Giorgio Faletti, la moglie: “Quanto affetto dopo 10 anni. Un aspetto mi stupisce. Sto con un altro da 3 anni”. Giorgio Faletti, la moglie Roberta Bellesini, 53 anni, che ormai 10 anni tiene in vita il ricordo del marito con una serie di iniziative, parla a cuore aperto in una intervista a ‘Il Corriere della Sera’. Ve ne proponiamo alcuni passaggi.
La sensazione è che la gente abbia sempre, e in questo momento ancora di più, voglia di ricordare Giorgio Faletti, è così?
«Vedo proprio quanto le persone, con cose grandi ma anche minori, cerchino di ricordarlo. E quello che più mi fa piacere è che sono atti che vengono dal cuore. Giorgio ha lasciato un bel ricordo di sé come persona, indipendentemente dal suo lavoro».
4 luglio 2014 — 4 luglio 2024. Quante cose sono accadute?
«In questi anni abbiamo fatto tantissime cose. E non è stato facile, soprattutto i primi tempi. Sono stati fondamentali gli amici, con i loro consigli e il loro appoggio. Il mondo di Giorgio non era il mio, non ero abituata a muovermici. La prima cosa che abbiamo portato a termine è stato L’ultimo giorno di sole, lo spettacolo su cui stava lavorando. Ci si è dedicato anima e corpo finché ne ha avute le forze. La regia l’avrebbe fatta lui, oltre ad avere scritto testi e musiche. Anche la protagonista, Chiara Buratti, era stata scelta da lui».
Giorgio Faletti, la moglie: “Quanto affetto dopo 10 anni”
[…] La Nave di Teseo ha deciso di ripubblicare Porco il mondo che ciò sotto i piedi! È la frase giusta per questi tempi?

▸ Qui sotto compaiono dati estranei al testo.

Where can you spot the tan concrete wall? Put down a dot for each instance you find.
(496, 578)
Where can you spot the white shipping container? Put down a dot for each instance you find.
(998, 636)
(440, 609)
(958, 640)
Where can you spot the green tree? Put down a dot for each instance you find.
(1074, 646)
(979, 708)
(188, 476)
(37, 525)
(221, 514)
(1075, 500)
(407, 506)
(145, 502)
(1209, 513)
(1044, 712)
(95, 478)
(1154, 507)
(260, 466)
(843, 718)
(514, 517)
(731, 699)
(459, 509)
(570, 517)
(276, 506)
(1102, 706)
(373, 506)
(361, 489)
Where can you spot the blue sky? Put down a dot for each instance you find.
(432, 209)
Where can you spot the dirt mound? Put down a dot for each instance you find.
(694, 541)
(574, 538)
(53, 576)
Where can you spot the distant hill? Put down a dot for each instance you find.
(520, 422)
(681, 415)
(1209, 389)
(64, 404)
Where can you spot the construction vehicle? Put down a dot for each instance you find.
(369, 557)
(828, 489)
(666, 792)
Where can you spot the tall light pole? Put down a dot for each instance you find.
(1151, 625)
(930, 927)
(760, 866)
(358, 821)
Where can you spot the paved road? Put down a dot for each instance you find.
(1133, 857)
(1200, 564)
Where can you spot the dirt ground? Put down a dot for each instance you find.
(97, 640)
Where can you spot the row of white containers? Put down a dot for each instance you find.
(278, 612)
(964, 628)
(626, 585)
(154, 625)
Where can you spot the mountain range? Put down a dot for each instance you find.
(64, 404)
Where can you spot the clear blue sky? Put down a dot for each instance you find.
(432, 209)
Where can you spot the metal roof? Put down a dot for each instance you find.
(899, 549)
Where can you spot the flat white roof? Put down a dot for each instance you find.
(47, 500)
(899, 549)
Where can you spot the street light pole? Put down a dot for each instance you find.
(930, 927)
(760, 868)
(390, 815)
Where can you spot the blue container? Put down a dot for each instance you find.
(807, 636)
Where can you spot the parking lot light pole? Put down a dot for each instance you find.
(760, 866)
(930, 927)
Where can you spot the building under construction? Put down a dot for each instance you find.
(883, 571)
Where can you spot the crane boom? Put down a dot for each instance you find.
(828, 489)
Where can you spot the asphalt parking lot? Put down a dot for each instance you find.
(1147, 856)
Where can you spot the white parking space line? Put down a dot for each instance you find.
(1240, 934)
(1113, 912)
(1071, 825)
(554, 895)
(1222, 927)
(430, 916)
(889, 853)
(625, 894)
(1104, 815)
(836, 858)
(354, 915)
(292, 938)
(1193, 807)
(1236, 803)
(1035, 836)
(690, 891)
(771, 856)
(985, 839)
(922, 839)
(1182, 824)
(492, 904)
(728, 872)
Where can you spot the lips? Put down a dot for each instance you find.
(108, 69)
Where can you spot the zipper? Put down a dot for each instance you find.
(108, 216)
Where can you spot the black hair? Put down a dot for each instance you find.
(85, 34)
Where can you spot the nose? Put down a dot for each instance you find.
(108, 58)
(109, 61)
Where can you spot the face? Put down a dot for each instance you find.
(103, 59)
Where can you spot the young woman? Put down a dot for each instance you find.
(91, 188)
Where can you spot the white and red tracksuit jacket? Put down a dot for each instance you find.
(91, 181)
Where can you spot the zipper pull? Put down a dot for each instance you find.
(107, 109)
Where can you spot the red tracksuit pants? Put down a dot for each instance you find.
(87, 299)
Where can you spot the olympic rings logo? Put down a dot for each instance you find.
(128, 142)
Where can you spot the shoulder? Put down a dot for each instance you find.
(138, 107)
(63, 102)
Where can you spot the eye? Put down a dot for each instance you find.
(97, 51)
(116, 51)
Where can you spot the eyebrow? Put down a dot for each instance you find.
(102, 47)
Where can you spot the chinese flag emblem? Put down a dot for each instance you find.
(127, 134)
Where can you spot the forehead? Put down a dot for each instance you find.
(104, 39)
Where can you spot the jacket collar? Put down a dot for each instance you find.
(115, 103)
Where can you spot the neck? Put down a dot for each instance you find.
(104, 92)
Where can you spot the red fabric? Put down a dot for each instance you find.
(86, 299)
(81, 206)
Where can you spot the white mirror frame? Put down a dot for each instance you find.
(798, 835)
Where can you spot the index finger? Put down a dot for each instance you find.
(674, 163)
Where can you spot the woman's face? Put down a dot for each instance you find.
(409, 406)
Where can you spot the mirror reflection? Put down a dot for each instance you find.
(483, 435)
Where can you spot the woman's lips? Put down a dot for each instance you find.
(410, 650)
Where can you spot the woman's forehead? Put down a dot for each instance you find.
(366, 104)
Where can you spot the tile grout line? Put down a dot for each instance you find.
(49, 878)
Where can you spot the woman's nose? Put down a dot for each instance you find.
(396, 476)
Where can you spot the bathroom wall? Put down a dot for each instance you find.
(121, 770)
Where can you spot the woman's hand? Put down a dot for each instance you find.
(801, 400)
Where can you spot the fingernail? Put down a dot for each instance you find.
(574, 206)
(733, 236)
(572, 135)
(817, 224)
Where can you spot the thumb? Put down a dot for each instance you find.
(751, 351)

Ride: «Ho molto apprezzato questa loro decisione, anche perché si tratta del vero esordio letterario di Giorgio. Già due anni fa, a distanza di 20 anni dall’uscita di Io uccido, sempre con Elisabetta Sgarbi avevamo fatto uscire la graphic novel tratta dal romanzo. L’idea di riportare in auge questo libro è molto legata a Giorgio, perché la sua carriera è partita proprio dai suoi personaggi, dal Drive In».
Erano tutti divertentissimi, ma tra loro ce n’era uno che fosse il suo preferito?
«Lui diceva sempre che i personaggi li interpretava, ma che da Vito Catozzo era posseduto. Quando avevamo a cena degli amici, per esempio, inevitabilmente capitava che si presentasse a tavola Vito Catozzo. Scherzava: “Vito si impossessa di me”».
È difficile essere la sua memoria storica?
«Lo è nella misura in cui hai paura di non farlo correttamente. All’inizio cercavo di ricordarmi tutto alla perfezione, le sue frasi, i pensieri, le indicazioni… poi ho compreso che non dovevo avere l’ansia, perché tutto ciò che Giorgio voleva raccontare era già nelle sue parole».
[…] Ci si riesce a rifare una vita con un bagaglio così intenso?
«Si riesce se si incontra qualcuno abbastanza intelligente da comprenderlo questo bagaglio. Da tre anni sto con un’altra persona, non viviamo insieme perché lui viaggia molto per lavoro. Non ne ho mai parlato prima, sono timida. Anche Giorgio lo era, la vita privata la nominava il meno possibile».